There was a time in third grade when I wrote and distributed handmade Valentine’s to everyone in my class. I’d designed a special one for my crush at the time, writing in my loopy cursive, “Dear Vincent. I like you. A lot. Love, Sanyee.” Within five minutes of passing out my cards, Vincent’s best friend, David, had marched over to my table and waving the flimsy card in hand, asked in a demanding tone, “Do you really like Vincent? Because it says here in the card you gave him that you do.”
Instead of feeling mortified, I felt liberated. My sister calls it “the admitting-fest,” which is the moment in which you reveal to someone that you like him or her. After my admitting-fest for Vincent, I realized that I actually didn’t like him so much anymore. It had just been fun to crush on someone and now the excitement was over.
Following Vincent, there was Ben in middle school. Nothing but constant gossiping, plastic promise rings, and long insubstantial phone conversations were exchanged.
Then there was the First Boyfriend in senior year of high school, who was my host brother during my stay with a host family in California while I was competing in California’s Junior Miss. It was a perfect example of the proximity principle in relationship psychology.
After him, there was the First Dating Experience, consisting of actually going out with a guy who I’d known since middle school but had never gotten to know. My energy and enthusiasm rapidly expended soon after the time spent watching plays and attending dances together. Plus, it was time for college applications.
I moved into the virtual realm of relationships with the Facebook Pen Pal, a guy with whom I shared an epic wall-to-wall but did not meet in person until three months after our continual correspondence. Everyone’s got to have at least one cyber-relationship in his or her lifetime, right?
Two summers ago came the First Real Relationship, combined with the First Long-Distance Experience. Coupled with highs and lows, we started with a storybook romance, living next door to each other on our summer program in Cambridge, UK. Europe became the backdrop for us as we explored the Eiffel Tower together, ate gelato side by side in Italy, and took midnight strolls along the Tower Bridge in London. But, as in true Taylor Swiftian fashion, the lighthearted, sunny summer dissipated as the cold, unforgiving winter descended and our level of compatibility dwindled as we spent more time apart.
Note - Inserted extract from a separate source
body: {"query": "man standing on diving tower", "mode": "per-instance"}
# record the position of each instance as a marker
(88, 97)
“Are you going to finish that?”
One of my friends at the table points at my dark red sangria, with the fine orange wedge glistening at the edge of the glass. I’m jolted back to the present, surrounded by my friends, plates of Tex-Mex cuisine, and strains of inaudible country music.
I smile back at him. “
valentines day flowers her”
The friend with the grocery store story asks for a sip too. It becomes a communal drink and I can’t help but marvel at how I haven’t felt this happy and carefree in months. This is the kind of love and companionship I’d prefer any day: having friends to go out with so we can laugh over our adventures and embark on even crazier ones.
Maybe this is the kind of love I should write about for my thesis.